NEIL HODGSON SAGT, MARC MARQUEZ SAH NACH DEM BRNO-SPRINT P3 MÜDE AUS
1h ago·

Neil Hodgson hat nach dem Czech-Grand-Prix-Sprint in Brünn Bedenken zur Verfassung von Marc Marquez geäußert. Ausschlaggebend sei gewesen, was er in der Körpersprache des Ducati-Piloten im Parc fermé gelesen habe. Marquez holte im Sprint den dritten Platz, 0,794 Sekunden hinter dem Sieger, Ducati-Teamkollege Francesco Bagnaia, während Ai Ogura den Podestplatz komplettierte.

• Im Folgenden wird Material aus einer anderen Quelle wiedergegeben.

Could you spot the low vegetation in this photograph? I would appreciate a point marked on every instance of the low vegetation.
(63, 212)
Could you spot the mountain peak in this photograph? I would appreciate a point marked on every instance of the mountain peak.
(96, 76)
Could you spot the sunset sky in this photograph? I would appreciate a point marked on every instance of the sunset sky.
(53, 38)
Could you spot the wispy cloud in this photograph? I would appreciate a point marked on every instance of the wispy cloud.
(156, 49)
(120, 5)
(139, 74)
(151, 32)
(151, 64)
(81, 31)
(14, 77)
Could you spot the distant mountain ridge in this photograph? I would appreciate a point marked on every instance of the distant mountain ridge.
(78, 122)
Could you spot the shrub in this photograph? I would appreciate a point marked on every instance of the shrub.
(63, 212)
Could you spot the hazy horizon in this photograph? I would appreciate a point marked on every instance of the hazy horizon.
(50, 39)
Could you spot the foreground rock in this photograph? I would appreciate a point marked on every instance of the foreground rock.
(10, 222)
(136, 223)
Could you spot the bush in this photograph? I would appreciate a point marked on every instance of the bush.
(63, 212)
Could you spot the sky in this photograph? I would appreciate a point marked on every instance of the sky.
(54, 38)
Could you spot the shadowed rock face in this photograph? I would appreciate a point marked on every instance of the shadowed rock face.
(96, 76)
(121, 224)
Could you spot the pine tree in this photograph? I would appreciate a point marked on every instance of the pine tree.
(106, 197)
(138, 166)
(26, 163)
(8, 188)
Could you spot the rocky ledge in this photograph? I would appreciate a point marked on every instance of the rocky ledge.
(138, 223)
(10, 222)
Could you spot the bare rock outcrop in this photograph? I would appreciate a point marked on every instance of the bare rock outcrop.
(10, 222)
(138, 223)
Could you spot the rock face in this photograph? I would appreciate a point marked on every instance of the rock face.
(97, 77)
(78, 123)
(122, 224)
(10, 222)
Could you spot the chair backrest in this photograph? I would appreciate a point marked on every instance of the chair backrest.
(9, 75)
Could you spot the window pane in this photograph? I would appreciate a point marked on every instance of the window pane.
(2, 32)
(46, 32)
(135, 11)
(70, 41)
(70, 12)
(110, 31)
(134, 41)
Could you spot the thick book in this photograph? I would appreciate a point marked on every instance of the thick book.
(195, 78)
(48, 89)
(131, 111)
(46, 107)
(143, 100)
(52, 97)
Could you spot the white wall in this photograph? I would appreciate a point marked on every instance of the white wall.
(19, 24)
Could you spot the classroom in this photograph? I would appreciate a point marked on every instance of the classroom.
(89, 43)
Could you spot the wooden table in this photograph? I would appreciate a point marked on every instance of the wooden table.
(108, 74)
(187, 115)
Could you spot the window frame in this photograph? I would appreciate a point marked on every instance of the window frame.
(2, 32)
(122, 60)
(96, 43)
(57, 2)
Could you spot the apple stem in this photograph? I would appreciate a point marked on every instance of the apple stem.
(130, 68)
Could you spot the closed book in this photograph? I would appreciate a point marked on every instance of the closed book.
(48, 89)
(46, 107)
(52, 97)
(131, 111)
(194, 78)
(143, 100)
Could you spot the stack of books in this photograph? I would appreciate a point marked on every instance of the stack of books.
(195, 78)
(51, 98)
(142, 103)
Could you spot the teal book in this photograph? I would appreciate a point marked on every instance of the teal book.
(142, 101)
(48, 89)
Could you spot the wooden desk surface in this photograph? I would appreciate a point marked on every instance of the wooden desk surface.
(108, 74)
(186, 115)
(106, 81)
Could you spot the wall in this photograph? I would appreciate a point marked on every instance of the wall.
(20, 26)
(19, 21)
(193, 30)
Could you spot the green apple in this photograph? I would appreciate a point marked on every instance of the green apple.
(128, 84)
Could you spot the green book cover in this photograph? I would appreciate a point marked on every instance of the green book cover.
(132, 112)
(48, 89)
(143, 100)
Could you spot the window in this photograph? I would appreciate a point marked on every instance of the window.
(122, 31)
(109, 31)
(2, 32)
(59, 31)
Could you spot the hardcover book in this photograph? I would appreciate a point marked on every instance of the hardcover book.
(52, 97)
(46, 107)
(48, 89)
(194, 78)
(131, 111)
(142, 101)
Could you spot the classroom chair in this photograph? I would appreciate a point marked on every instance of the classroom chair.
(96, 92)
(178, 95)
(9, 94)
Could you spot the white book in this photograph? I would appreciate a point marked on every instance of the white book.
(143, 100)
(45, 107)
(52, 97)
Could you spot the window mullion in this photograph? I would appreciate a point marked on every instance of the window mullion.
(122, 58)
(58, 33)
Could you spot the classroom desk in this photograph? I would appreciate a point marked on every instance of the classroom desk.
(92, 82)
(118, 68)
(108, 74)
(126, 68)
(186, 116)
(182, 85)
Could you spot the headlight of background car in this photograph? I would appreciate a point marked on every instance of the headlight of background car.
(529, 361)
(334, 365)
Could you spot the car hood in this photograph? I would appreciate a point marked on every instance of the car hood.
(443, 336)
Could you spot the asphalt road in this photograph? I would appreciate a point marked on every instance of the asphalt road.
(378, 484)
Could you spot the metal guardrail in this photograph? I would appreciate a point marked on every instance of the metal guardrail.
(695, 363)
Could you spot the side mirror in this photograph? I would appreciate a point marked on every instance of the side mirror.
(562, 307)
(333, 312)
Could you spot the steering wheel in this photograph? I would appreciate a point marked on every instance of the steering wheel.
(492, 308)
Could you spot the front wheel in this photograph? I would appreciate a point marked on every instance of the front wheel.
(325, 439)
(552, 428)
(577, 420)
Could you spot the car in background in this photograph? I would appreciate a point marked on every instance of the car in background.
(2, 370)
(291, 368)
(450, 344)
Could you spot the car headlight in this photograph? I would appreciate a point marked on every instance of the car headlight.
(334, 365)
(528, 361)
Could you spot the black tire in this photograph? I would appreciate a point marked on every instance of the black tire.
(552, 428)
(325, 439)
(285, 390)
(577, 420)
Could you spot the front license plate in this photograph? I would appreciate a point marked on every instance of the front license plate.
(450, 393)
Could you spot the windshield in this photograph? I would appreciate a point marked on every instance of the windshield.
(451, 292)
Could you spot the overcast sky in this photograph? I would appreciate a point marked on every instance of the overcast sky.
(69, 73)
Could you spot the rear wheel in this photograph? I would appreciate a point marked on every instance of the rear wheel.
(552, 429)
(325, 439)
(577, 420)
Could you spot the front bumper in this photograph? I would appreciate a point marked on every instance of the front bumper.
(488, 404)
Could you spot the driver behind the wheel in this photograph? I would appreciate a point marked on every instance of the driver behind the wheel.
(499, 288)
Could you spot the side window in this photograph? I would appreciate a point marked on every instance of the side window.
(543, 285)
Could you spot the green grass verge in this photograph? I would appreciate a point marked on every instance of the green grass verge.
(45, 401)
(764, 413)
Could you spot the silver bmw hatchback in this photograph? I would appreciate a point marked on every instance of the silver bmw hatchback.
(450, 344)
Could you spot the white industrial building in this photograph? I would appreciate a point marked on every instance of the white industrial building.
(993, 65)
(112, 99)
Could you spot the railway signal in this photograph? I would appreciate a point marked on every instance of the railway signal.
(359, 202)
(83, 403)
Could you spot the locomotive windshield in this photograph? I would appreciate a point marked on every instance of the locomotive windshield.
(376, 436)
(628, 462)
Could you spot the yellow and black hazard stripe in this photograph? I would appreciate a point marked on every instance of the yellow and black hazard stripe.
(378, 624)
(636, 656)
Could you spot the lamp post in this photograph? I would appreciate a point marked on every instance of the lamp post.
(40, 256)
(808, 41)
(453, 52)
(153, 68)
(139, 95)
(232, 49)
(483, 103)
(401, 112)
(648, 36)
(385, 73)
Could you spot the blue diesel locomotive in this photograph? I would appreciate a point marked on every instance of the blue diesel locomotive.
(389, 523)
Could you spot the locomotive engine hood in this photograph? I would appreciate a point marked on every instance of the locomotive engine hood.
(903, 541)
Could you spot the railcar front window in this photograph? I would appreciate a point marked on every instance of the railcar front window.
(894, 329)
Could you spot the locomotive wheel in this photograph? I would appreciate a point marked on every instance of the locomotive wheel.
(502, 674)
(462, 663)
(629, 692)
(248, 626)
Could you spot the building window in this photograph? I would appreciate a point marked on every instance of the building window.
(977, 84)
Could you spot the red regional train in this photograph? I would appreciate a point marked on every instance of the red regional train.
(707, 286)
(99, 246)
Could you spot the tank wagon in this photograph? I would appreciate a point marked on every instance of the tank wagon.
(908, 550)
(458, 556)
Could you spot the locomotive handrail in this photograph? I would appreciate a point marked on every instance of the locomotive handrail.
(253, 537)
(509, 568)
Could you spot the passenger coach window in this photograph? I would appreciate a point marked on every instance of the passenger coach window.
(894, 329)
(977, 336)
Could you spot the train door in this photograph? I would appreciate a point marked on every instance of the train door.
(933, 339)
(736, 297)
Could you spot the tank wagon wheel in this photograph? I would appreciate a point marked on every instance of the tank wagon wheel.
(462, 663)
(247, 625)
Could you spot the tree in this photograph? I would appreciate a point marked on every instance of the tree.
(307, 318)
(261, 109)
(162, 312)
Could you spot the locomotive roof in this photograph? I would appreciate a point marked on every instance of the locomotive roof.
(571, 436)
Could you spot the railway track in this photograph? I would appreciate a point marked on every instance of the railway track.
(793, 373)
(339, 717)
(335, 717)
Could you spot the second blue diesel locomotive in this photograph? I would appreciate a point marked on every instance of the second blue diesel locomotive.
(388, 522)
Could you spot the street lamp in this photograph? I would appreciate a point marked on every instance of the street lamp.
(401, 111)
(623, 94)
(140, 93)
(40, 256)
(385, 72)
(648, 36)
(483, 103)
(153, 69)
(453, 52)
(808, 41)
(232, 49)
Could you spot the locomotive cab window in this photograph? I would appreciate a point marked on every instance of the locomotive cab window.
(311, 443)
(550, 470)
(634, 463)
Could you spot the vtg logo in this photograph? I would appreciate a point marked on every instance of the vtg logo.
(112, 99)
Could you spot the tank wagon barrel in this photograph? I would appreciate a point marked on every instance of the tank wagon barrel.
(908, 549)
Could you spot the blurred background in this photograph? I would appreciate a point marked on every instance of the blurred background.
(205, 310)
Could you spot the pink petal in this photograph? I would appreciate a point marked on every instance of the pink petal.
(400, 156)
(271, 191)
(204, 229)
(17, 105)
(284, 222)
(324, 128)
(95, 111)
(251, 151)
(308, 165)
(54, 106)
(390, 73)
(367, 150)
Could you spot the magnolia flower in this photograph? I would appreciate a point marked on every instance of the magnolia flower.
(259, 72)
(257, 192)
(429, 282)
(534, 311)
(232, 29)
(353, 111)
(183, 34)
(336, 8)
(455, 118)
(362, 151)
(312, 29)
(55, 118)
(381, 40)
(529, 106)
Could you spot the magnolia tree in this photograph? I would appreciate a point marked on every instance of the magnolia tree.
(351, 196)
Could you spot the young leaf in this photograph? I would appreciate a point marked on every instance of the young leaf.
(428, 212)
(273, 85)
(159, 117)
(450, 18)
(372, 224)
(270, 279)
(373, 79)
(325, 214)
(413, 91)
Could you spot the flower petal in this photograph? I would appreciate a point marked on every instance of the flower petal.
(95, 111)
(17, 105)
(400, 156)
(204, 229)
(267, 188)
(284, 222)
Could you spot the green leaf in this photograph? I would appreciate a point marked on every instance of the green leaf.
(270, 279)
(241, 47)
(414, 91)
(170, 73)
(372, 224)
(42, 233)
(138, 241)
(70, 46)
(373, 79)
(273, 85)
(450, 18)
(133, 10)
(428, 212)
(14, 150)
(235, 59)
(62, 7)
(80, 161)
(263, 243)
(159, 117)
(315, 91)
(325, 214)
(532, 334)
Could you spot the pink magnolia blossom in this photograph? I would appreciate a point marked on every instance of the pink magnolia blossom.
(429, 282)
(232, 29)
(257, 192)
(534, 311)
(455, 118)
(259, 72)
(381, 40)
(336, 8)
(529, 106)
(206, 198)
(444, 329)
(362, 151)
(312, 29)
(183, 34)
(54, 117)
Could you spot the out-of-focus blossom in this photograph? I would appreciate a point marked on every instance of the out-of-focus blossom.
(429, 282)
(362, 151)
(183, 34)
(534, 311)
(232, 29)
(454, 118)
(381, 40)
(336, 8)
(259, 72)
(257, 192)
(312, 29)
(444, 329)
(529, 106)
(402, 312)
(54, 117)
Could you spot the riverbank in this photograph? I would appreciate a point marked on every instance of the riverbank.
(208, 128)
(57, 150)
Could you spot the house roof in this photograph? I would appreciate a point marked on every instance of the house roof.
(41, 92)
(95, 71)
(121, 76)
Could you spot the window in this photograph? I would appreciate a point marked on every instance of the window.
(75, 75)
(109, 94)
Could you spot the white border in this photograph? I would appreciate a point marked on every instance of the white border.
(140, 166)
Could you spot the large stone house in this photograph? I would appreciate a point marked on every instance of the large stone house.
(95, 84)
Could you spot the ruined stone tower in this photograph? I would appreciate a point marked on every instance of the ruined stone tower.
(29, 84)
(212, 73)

Hodgson sagte, Marquez’ Auftreten wirke eher ermüdet als zufrieden. Im Gespräch bei TNT Sports 2 bemerkte er: „Er sieht müde aus, und ich würde nicht sagen, dass er so glücklich wirkt. Wir kennen ihn gut genug, um zu wissen, wie man seine Körpersprache liest: Er sieht müde aus.“ Hodgson stellte zudem infrage, ob Marquez’ Aussagen und Herangehensweise darauf hindeuteten, dass er im Sprint womöglich härter hätte pushen können, sich aber für das längere Rennen bewusst geschont habe. „Ich weiß es nicht, ich weiß es nicht“, sagte er, nachdem er gebeten worden war, die Situation einzuschätzen.
Marquez klang seinerseits unmittelbar nach dem Sprint im Parc-fermé-Interview zufrieden. Er sagte: „Ja, [ich bin] zufrieden mit dem dritten Platz“, und ergänzte, „Wir haben die richtige Option gewählt, Ducati hat großartige Arbeit geleistet.“ Seine Leistung ordnete er auch als Vorbereitung auf den Sonntag ein: „Ich habe versucht, für morgen zu arbeiten und zu versuchen, mich im Langrennen zu verbessern.“
Obwohl Marquez sich mit dem letzten Podestplatz zufriedengeben musste, hatte er im Sprint starke Pace gezeigt und war häufig unter den schnellsten Fahrern. Der Bericht hob hervor, dass Bagnaias überlegener Start ihm half, die Führung von Ogura zu übernehmen, und dass das Fahren auf dem weichen Michelin-Reifen hinten dem Italiener einen Vorsprung aufbauen ließ, bevor Ogura kurzzeitig wieder herankam. Trotz Marquez’ Tempo gelang es ihm in den Schlussphasen jedoch nicht, einen Weg nach vorne zu finden.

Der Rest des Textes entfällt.